Simple Web Server: We port httpd to DockNet as the simple web server microservice and measure its performance. To avoid disturbance from disk access, we use makefsdata to transfer HTML files to C arrays. The HTML-content C codes can be directly compiled to the server. In this way, after processing HTTP request, the server can directly find the content of files located in the C arrays. One httpd microservice is deployed on the server host. On the client host, we use wrk [11] to saturate the httpd server.
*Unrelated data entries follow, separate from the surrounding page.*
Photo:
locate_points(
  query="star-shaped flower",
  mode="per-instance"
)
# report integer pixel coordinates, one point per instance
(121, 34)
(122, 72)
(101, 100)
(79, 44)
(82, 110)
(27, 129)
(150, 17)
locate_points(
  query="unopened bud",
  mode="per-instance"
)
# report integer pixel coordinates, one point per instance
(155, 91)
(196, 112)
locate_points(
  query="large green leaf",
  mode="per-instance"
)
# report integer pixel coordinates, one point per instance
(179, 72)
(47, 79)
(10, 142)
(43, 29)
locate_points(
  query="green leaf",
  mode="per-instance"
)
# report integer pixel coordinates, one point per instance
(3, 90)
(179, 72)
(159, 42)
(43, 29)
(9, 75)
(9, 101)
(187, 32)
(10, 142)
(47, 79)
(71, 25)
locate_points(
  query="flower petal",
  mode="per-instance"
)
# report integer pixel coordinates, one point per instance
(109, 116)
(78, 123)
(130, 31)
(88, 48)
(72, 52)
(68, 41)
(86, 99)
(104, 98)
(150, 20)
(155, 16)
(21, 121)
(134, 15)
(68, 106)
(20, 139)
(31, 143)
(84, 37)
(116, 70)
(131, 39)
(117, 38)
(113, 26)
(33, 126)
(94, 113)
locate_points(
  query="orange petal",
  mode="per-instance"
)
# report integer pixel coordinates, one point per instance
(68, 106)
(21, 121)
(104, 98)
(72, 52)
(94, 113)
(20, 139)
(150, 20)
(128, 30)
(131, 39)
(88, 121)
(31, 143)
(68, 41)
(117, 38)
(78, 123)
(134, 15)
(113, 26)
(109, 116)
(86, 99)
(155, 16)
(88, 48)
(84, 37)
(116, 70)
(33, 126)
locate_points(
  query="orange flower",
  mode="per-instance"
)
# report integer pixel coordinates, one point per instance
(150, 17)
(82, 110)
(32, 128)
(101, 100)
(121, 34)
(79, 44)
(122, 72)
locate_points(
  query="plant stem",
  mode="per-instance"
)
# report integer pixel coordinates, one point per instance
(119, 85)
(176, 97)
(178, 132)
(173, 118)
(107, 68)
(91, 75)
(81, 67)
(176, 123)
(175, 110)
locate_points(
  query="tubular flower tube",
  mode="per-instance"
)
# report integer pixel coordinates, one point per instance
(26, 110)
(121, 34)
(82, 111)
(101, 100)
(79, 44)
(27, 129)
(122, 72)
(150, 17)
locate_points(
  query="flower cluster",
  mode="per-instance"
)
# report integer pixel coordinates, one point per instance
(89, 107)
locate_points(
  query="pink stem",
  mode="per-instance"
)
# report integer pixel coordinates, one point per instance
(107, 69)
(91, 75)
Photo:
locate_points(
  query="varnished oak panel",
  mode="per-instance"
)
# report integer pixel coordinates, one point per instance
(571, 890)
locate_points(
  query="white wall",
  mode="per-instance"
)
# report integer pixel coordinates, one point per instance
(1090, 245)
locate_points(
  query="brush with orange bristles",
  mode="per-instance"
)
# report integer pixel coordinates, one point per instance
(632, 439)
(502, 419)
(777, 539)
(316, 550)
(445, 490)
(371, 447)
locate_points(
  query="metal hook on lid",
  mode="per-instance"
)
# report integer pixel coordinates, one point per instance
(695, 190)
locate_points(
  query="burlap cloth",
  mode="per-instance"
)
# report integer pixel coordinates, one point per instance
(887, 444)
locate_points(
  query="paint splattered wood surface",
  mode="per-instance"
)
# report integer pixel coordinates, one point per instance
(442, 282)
The results presented in Fig. 11(c) show that httpd running on DockNet can achieve the perfect performance. DockNet improves 5.2\(\times \), 6.3\(\times \), 5.5\(\times \) performance gain compared with kernel bridge, OVS, and SR-IOV, respectively.

Web Cluster: To scalable the performance of processing HTTP requests, we use NAT as the load balancer to distribute requests to multiple httpd containers. We deploy a NAT microservice and multiple httpd microservices on the server host, and add some computing code to mimic processing cost (about 10 \(\upmu \)s). wrk is deployed on the client host to saturate the httpd servers. The performance of the web cluster employing DockNet is shown in Fig. 11(d). It can be seen that the total requests per second scale when deploying more httpd containers. The performance scales 1.92\(\times \), 2.61\(\times \), 3.46\(\times \) when deploying 2, 3, 4 httpd microservices comparing to a single httpd microservices. It validates that DockNet can be easily adopted in the real containerized microservices.

Fig. 11.

Real applications tests. (a) shows the configuration of the tests. (b) shows the latency introduced by NAT. (c) shows the httpd’s transaction performance. (d) shows the DockNet can scale the performance of the web-cluster.

5 Conclusion

DockNet proposes a novel high-performance userspace networking solution for containerized microservices. DockNet splits the receiving/transmitting routine into two sub-stages and proposes a master-slave execution model to achieve both high performance and easy management, and provides a light-weight namespace-based access control mechanism to isolate microservices. Meanwhile, microservices mutually trusted can construct fast channels to achieve higher performance. In experiments, we verify that DockNet can provide high throughput and low latency in both intra-host and inter-host traffics, effectively support bandwidth isolation and multiple microservices. In transactions testing, DockNet shows over 4.2−52.4\(\times \) of higher performance compared with existing conventional networking solutions. Finally, we build a DockNet-based web cluster and demonstrate its almost linear scalability.